Lantigua waited until the last few days to ask David Camasso, the chairman of the Republican City Committee, for a list of nominees, as he is required to do under a state law that directs mayors to seek names from party leaders when they fill vacancies to their boards of registrars.
Lantigua apparently called Camasso, who besides serving as Republican chair also is city comptroller, over the last few days. Collopy said yesterday he was contacted for the post by Camasso.
Collopy has a bachelor’s degree from Merrimack College and has worked as a part time security guard for eight years. He’s served as a poll worker and then a clerk at city polling places for several years.

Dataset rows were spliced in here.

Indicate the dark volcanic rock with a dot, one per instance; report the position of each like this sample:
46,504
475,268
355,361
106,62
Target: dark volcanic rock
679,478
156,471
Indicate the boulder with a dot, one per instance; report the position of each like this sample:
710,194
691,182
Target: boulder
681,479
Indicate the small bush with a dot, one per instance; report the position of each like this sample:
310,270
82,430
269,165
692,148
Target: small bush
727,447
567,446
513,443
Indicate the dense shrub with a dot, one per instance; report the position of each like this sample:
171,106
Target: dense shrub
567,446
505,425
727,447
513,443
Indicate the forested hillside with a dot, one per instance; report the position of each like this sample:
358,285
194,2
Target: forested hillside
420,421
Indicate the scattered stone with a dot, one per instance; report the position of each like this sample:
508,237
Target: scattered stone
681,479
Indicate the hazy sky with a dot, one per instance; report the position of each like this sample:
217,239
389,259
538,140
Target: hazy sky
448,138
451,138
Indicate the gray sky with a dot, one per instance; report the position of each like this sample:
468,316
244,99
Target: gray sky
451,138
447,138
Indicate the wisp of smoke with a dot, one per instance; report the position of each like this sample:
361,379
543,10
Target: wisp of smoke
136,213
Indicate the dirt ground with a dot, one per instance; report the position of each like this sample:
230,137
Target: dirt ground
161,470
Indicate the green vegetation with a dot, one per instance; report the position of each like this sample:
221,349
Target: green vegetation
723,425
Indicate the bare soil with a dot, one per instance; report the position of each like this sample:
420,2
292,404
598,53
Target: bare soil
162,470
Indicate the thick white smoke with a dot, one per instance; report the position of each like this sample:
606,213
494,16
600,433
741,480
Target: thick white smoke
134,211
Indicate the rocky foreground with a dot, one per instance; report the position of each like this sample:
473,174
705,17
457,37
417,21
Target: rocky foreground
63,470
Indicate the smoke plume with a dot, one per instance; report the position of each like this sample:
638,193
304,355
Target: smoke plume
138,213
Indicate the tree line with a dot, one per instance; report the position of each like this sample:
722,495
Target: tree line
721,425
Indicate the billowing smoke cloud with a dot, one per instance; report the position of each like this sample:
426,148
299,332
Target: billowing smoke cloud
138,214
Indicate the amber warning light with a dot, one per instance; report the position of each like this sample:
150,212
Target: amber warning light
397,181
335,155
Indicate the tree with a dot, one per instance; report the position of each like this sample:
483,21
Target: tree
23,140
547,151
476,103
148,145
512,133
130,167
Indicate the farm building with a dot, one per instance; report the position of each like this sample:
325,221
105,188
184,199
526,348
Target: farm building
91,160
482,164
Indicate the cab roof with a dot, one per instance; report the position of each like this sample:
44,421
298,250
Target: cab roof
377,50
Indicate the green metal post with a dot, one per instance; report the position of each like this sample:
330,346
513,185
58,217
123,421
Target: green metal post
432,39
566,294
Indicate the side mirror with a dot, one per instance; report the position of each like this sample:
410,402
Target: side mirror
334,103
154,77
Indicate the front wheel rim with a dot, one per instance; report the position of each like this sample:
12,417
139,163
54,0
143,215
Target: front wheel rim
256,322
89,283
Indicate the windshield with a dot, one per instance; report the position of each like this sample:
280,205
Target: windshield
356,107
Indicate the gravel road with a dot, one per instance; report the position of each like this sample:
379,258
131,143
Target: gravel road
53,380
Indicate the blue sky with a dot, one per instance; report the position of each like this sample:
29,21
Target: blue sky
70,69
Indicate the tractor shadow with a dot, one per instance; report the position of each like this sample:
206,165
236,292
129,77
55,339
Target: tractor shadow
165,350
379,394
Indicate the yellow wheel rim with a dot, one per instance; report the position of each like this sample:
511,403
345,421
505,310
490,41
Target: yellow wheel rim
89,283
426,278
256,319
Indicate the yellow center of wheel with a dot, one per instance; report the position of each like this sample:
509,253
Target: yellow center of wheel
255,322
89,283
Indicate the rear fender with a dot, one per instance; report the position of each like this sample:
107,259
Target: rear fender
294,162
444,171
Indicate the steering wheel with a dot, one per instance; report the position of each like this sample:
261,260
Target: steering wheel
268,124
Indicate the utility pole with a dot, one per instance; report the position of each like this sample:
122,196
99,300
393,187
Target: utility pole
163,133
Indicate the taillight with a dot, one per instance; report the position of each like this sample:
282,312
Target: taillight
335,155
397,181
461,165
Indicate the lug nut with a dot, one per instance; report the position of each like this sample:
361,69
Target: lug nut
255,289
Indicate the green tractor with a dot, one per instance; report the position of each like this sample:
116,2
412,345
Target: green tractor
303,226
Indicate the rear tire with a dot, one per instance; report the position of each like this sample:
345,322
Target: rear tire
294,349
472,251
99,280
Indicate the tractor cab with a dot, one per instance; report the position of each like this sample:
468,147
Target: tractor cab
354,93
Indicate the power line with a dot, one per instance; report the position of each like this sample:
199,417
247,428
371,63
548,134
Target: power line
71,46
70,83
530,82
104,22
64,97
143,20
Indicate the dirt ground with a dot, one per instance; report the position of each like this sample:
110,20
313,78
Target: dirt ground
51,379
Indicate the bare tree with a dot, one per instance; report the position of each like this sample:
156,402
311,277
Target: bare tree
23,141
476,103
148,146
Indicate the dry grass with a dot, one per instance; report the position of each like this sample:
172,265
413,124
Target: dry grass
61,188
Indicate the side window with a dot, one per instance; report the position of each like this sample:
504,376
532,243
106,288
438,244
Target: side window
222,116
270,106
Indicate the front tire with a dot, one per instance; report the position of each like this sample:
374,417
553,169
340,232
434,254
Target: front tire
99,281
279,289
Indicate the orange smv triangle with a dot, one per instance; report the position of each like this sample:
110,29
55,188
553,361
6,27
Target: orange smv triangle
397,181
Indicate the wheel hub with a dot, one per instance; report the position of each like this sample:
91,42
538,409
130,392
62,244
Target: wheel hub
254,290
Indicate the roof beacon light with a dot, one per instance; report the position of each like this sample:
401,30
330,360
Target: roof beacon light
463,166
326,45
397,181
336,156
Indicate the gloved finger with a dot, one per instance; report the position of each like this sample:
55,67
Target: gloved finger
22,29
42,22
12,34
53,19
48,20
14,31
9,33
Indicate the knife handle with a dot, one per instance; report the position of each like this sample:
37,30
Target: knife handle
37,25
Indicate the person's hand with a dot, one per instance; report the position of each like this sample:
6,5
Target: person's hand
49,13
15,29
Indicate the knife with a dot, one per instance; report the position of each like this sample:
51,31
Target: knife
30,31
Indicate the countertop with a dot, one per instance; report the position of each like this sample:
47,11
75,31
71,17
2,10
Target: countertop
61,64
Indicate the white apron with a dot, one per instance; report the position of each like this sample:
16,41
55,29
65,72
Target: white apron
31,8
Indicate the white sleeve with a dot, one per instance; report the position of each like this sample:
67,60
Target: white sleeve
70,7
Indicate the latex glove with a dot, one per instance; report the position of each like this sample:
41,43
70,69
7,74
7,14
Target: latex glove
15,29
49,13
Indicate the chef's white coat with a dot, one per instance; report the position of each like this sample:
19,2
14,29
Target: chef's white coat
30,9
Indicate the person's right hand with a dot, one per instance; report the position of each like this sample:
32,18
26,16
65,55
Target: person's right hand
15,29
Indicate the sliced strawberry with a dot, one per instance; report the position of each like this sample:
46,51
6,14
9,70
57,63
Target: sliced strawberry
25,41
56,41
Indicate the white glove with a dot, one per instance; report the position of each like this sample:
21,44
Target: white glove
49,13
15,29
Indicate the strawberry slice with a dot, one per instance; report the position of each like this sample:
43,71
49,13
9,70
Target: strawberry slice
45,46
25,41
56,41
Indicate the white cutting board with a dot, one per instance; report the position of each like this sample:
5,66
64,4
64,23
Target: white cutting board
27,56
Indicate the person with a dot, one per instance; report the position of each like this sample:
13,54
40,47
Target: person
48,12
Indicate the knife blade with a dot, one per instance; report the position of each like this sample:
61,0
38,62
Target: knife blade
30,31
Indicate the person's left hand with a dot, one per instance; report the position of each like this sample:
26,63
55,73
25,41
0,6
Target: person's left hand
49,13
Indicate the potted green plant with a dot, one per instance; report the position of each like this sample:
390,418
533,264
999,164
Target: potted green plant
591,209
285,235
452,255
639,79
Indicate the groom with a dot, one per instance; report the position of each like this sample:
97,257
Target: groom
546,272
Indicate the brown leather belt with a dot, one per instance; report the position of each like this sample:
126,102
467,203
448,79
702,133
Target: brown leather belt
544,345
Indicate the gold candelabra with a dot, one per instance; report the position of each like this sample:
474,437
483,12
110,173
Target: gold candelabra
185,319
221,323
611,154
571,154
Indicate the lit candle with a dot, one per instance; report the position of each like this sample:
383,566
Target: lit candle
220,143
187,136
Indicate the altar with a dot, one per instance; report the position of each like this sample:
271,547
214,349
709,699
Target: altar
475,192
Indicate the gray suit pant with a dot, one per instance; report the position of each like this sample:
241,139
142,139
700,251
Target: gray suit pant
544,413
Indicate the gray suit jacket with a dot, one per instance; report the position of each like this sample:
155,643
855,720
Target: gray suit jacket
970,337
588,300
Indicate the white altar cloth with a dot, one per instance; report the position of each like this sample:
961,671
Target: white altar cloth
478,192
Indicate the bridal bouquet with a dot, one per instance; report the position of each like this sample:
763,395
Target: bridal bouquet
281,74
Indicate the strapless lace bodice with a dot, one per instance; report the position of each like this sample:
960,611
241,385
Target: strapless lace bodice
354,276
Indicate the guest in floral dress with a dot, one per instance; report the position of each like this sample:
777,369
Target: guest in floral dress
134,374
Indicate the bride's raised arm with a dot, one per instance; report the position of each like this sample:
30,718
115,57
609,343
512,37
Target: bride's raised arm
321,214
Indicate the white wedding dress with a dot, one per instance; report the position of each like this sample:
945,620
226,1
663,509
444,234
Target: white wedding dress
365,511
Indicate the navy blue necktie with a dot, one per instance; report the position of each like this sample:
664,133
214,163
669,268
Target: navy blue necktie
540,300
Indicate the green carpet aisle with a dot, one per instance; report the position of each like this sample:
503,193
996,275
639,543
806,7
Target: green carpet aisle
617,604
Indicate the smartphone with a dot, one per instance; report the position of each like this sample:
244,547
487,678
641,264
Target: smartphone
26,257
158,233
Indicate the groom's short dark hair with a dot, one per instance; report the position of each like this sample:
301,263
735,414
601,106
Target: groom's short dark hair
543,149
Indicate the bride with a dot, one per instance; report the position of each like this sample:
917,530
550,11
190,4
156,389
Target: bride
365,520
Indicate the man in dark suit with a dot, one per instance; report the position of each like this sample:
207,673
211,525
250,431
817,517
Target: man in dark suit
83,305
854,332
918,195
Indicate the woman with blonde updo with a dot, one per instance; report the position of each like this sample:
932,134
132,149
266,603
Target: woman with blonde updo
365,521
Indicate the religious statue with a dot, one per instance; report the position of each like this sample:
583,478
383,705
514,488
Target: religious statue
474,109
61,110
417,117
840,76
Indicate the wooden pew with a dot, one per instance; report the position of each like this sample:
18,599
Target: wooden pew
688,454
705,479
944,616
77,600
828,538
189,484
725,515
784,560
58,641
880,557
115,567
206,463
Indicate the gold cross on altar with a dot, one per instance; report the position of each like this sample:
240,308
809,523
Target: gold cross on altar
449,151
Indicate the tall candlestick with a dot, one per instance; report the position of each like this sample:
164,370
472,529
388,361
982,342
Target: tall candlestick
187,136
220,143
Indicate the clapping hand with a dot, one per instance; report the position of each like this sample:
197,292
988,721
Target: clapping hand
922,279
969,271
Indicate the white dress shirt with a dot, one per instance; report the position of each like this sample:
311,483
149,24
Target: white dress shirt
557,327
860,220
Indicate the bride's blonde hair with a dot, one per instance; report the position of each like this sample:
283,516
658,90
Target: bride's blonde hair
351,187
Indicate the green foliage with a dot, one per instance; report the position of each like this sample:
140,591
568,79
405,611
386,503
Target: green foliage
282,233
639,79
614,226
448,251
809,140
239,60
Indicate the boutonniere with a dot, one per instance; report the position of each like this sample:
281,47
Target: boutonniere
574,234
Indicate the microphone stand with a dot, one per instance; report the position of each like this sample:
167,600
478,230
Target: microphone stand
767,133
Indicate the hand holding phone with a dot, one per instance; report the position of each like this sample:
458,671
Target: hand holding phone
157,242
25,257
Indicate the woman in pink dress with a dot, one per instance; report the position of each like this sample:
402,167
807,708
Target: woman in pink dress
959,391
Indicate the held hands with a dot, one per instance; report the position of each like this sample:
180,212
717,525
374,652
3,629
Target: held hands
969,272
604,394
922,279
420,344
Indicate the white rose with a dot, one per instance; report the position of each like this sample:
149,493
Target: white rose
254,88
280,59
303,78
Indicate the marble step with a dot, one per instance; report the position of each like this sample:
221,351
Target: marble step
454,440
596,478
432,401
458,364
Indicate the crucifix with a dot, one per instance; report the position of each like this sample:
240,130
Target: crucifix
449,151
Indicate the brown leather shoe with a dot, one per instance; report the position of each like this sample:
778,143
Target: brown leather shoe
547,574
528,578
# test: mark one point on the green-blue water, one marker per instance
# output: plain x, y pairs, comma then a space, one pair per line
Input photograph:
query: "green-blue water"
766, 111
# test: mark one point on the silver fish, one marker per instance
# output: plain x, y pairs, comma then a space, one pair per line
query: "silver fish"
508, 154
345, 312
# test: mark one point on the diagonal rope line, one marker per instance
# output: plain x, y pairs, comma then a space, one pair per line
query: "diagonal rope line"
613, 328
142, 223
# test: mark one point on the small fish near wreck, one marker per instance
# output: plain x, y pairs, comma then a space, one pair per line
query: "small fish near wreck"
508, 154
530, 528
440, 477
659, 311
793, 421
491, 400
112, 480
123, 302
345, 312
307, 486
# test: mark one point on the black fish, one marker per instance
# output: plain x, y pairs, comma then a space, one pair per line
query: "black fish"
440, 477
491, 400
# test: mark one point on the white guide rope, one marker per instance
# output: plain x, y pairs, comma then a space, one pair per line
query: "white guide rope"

“I just want to make sure everything’s running smoothly and everything’s above board,” Collopy said about why he wants to serve as a top election official in a city known for election irregularities. “I’m tired of people taking on my city. I love this place. I love the fact that the ethnicity keeps changing. Ten years from now, people will say, ‘What did you have back then? Hispanics?’ I love that it’s an international place. That’s fun.”
He may have less love for Lawrence police and firefighters. Asked on his application to serve as a registrar to cite the most important issues facing Lawrence, he cited what he called the “could care less attitude” of police and firefighters.
Asked to elaborate yesterday, Collopy said he was annoyed when a police or fireman “pushed my neighbor’s kid around” at a weekend fire that destroyed three homes on Hancock Street.
“I didn’t like that,” Collopy said. “And neither did his father.”
The April 30 special election is the first of two needed to fill the U.S. Senate seat John Kerry resigned to become Secretary of State.